Yes, dance with him, flirt with him, that they could do, but not one of them would be his in earnest.
The poet went into the smoking-room to the old men, and sat down by one of the card-tables. He happened to throw himself down by the same table where the powerful master of Björne sat and played “baccarat” holding the bank with a great pile of silver in front of him.
The play was already high. Gösta gave it an even greater impulse. Green bank-notes appeared, and always the pile of money grew in front of the powerful Melchior Sinclair.
But before Gösta also gathered both coins and notes, and soon he was the only one who held out in the struggle against the great land-owner at Björne. Soon the great pile of money changed over from Melchior Sinclair to Gösta Berling.
“Gösta, my boy,” cried the land-owner, laughing, when he had played away everything he had in his pocket-book and purse, “what shall we do now?
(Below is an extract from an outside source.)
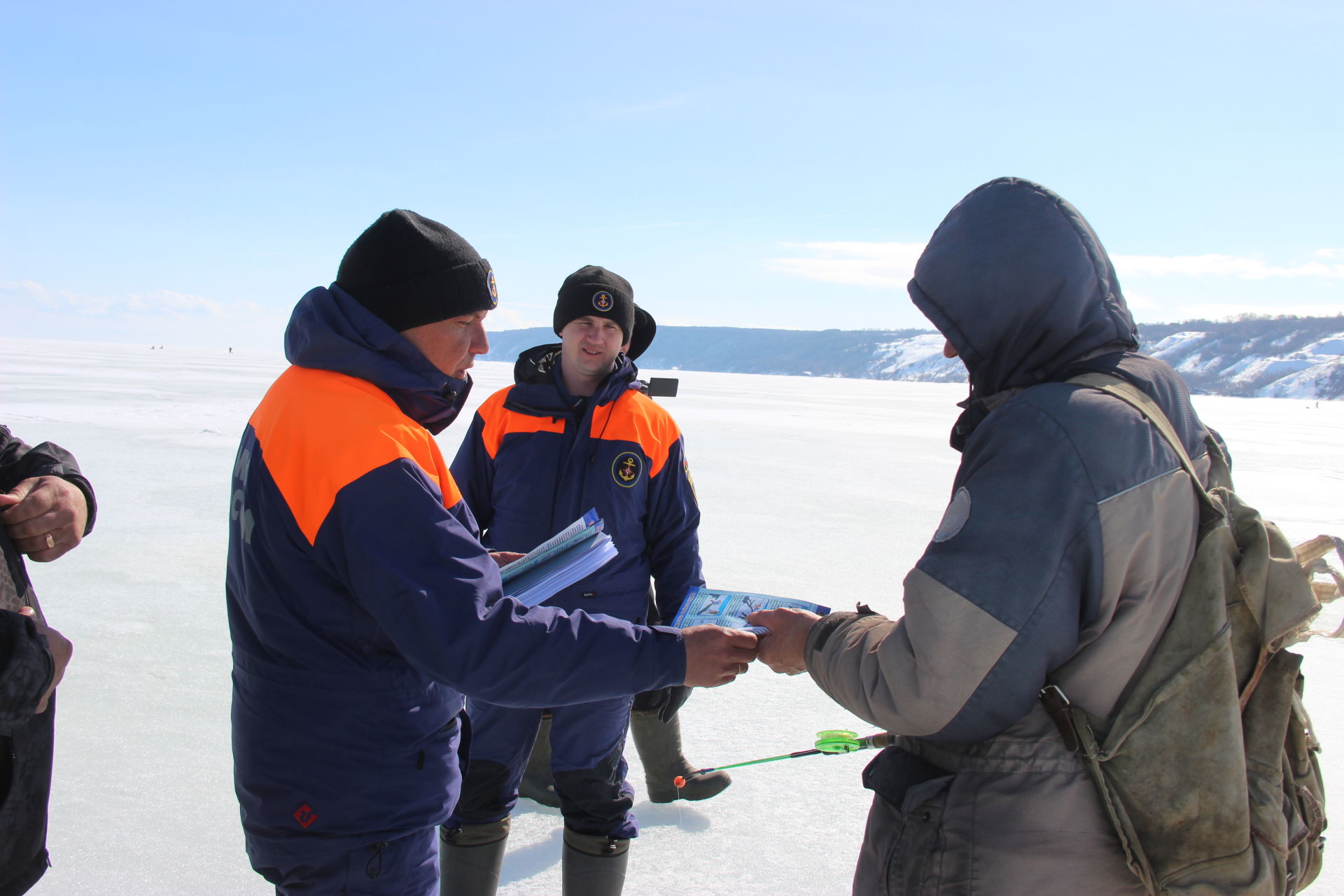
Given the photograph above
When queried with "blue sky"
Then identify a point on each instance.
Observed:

I am bankrupt, and I never play with borrowed money. I promised my wife that.”
He discovered a way. He played away his watch and his beaver coat, and was just going to stake his horse and sledge when Sintram checked him.
“Stake something to win on,” he advised him. “Stake something to turn the luck.”
“What the devil have I got?”
“Play your reddest heart’s blood, brother Melchior. Stake your daughter!”